Kaya Hobbs – Volume #2
The piece shows 8 figures, 7 facing toward the end of the canvas. Some shouting some with fists raised and one laying in the fetal position. At the end of the line the black and brown figures represent the black and brown people who have fought so hard for queer liberation. All are in front of a flowing banner with the colors of the trans flag as rays of light shine from behind.

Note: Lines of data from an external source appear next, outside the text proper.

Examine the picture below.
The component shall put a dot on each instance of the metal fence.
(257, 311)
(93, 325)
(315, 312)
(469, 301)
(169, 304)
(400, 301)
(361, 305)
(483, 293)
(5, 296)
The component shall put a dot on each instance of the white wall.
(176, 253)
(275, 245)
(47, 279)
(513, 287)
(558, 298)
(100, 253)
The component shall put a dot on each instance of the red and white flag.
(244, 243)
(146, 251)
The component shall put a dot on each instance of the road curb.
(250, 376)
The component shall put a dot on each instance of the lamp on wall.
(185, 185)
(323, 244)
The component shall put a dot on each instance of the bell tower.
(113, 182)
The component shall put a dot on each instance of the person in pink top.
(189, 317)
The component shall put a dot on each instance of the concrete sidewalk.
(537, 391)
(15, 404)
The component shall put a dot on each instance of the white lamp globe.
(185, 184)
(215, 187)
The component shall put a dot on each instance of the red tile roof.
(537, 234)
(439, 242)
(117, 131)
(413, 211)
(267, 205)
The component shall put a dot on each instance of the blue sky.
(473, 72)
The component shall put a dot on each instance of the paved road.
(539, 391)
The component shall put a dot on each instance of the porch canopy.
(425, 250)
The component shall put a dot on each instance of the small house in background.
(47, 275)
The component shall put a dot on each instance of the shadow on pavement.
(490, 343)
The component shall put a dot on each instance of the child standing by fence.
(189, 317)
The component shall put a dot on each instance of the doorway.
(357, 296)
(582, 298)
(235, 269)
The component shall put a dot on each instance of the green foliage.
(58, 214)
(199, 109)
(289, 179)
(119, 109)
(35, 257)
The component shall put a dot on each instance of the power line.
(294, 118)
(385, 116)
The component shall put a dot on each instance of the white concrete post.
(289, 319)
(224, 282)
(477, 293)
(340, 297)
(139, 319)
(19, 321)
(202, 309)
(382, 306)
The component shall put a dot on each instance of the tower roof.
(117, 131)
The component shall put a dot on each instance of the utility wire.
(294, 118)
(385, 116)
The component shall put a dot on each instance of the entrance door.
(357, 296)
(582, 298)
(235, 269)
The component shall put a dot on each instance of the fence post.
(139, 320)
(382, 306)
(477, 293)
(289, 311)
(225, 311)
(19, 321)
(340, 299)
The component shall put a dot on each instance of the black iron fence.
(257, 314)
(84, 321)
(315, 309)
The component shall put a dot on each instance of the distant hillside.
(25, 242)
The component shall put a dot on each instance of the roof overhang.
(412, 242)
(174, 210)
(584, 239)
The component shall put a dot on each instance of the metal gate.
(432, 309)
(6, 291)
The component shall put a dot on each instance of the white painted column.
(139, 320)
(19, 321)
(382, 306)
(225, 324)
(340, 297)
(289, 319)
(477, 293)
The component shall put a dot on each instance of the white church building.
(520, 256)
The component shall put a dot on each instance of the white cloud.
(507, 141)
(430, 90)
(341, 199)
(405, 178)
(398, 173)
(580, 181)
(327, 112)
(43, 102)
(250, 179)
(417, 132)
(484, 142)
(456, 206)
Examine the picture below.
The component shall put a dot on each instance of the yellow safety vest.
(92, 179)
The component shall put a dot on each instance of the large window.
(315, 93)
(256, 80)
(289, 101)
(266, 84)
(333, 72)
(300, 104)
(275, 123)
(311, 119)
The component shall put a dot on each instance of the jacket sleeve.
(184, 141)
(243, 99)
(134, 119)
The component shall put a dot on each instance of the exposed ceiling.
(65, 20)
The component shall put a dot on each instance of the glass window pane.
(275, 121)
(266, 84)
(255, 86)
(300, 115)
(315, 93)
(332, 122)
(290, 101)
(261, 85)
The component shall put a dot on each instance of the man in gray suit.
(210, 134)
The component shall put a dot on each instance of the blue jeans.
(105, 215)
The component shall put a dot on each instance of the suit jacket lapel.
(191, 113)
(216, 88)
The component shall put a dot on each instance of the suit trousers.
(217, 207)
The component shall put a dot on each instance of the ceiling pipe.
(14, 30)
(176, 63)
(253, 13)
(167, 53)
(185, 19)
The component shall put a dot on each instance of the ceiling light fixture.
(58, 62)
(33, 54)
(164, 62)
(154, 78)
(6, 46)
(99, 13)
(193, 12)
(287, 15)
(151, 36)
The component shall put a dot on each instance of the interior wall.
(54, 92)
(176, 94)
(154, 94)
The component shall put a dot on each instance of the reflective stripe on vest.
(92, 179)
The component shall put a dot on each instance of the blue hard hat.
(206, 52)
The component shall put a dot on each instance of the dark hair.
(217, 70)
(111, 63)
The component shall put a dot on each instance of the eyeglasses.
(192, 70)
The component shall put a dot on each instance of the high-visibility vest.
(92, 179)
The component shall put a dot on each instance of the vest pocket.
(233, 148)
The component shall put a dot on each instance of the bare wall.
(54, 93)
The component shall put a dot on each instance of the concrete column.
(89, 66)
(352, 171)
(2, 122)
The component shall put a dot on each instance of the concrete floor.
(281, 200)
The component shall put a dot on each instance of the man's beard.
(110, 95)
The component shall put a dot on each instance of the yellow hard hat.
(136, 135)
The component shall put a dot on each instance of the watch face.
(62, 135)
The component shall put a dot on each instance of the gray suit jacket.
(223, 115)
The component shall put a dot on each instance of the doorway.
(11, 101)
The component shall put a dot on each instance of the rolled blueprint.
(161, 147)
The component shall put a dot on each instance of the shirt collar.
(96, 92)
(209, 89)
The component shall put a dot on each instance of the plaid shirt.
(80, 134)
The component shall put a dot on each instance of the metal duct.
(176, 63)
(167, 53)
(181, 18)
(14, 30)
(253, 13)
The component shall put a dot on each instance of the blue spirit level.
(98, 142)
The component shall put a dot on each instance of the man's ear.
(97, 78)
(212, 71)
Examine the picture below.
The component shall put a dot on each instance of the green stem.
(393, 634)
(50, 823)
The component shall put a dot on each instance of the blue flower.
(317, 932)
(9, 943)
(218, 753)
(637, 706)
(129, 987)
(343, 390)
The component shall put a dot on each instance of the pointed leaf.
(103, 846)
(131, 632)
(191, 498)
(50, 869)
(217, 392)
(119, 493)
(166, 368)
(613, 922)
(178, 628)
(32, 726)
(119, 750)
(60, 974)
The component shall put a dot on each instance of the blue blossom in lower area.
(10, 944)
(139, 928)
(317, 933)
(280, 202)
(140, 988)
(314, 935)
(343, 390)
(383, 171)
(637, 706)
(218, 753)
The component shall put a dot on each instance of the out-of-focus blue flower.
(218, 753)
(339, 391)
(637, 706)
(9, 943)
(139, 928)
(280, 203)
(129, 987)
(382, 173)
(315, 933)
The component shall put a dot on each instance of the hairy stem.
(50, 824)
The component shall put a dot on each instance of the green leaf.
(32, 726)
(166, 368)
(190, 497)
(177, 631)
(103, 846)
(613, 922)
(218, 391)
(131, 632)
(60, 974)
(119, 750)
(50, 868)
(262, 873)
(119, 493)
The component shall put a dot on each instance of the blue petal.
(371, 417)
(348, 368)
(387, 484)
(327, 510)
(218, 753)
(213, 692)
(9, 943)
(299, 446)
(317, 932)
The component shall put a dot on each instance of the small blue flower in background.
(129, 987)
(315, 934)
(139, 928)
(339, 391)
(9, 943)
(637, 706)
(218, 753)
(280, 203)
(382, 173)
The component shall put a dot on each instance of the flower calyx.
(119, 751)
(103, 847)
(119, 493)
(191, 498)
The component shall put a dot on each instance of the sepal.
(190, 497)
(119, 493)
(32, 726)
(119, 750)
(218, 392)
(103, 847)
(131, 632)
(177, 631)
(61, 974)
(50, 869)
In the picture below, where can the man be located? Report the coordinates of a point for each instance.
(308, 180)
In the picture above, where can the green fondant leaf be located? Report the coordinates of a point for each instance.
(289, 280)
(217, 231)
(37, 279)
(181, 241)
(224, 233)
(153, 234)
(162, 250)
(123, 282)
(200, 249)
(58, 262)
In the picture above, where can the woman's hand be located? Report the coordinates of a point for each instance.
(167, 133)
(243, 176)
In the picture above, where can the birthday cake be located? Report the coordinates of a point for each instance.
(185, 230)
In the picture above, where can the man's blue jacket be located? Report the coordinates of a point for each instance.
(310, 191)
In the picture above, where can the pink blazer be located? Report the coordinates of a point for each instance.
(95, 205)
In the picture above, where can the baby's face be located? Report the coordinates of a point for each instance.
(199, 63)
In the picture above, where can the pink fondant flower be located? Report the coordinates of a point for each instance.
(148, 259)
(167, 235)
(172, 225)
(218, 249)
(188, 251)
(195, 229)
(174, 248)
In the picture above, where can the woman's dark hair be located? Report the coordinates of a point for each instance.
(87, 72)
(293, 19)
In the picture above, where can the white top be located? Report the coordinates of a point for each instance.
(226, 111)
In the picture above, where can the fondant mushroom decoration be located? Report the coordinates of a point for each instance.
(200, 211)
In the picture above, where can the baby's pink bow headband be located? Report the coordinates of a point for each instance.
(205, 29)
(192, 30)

This piece was inspired by every attempt made for queer liberation. It was also inspired by the intersections of the queer experience and how everyone has come together and fought to protect those most vulnerable. The banner waving in the background is to show support for those who are living in their trans experience no matter what that looks like. The rays of light are the hope and empowerment that drives us. This piece is a call to our strength as a community and how important it is to access that and uphold it during times of turmoil and peace.
Visit Kaya’s INSTAGRAM
Gracie Berry – Volume #3
About the piece: I chose the title Ancestor Tones because Black skin-tones are vibrant biological reflections of nature and the universe. The very cosmology of enslaved Black Afrikans and their descendants is universal wealth. It’s an inherent birth right. The work explores themes of Afrofuturism connecting past, present and future. I think of Frederick Douglass as an Afrofuturist because he paved the way through literature and education for many Black people of his time. Also, he was the most photographed human being of his time, even more than the president, so he was a visible example of what it looked like to reimagine a realty or futures. What it looked like to control their own narratives and Afrodiasporic experiences. Fast forward 200 plus years and he’s still inspiring many generations. For example, Amanda Gorman, the youngest Black inaugural poet in American history, credits Frederick Douglass with teaching her how to use technology for social justice. She highlights how intentional he was about capturing a counter-image to the Black American stereotypes at the time and how she mirrors similar themes in her poetry.
Le Hinton – Volume #1
Poet, teacher, lecturer, Le Hinton is the author of six poetry collections including, the Language of Moisture and Light (Iris G. Press, 2014) and most recently, Sing Silence (Iris G. Press, 2018). His work has been widely published and can be found in The Best American Poetry 2014, the Baltimore Review, the Pittsburgh Poetry Review, the Summerset Review, the Skinny Poetry Journal, and in many other publications. His poem “Epidemic” was honored by The Pennsylvania Center for the Book and “Our Ballpark” can be found outside Clipper Magazine Stadium in Lancaster, Pennsylvania, incorporated into Derek Parker’s sculpture Common Thread.
His current collection, Sing Silence (formerly A Chorus for Cotton), was a finalist for “The Best Prize for People of Color” from Big Lucks and an honorable mention for the Dogfish Head Poetry Prize.